- [pdf] [supp]
Spatio-temporal Contrastive Domain Adaptation for Action Recognition
Unsupervised domain adaptation (UDA) for human action recognition is a practical and challenging problem. Compared with image-based UDA, video-based UDA is comprehensive to bridge the domain shift on both spatial representation and temporal dynamics. Most previous works focus on short-term modeling and alignment with frame-level or clip-level features, which is not discriminative sufficiently for video-based UDA tasks. To address these problems, in this paper we propose to establish the cross-modal domain alignment via self-supervised contrastive framework, i.e., spatio-temporal contrastive domain adaptation (STCDA), to learn the joint clip-level and video-level representation alignment.
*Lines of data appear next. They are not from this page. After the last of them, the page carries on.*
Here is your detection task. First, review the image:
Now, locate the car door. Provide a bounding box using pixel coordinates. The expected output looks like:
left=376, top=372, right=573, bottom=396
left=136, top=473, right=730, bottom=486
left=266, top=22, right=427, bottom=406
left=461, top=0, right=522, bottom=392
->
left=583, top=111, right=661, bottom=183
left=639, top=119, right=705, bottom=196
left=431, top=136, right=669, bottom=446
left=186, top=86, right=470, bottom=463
Since the effective representation is modeled from unlabeled data by self-supervised learning (SSL), spatio-temporal contrastive learning (STCL) is proposed to explore the useful long-term feature representation for classification, using self-supervision setting trained from the contrastive clip/video pairs with positive or negative properties. Besides, we involve a novel domain metric scheme, i.e., video-based contrastive alignment (VCA), to optimize the category-aware video-level alignment and generalization between source and target. The proposed STCDA achieves stat-of-the-art results on several UDA benchmarks for action recognition.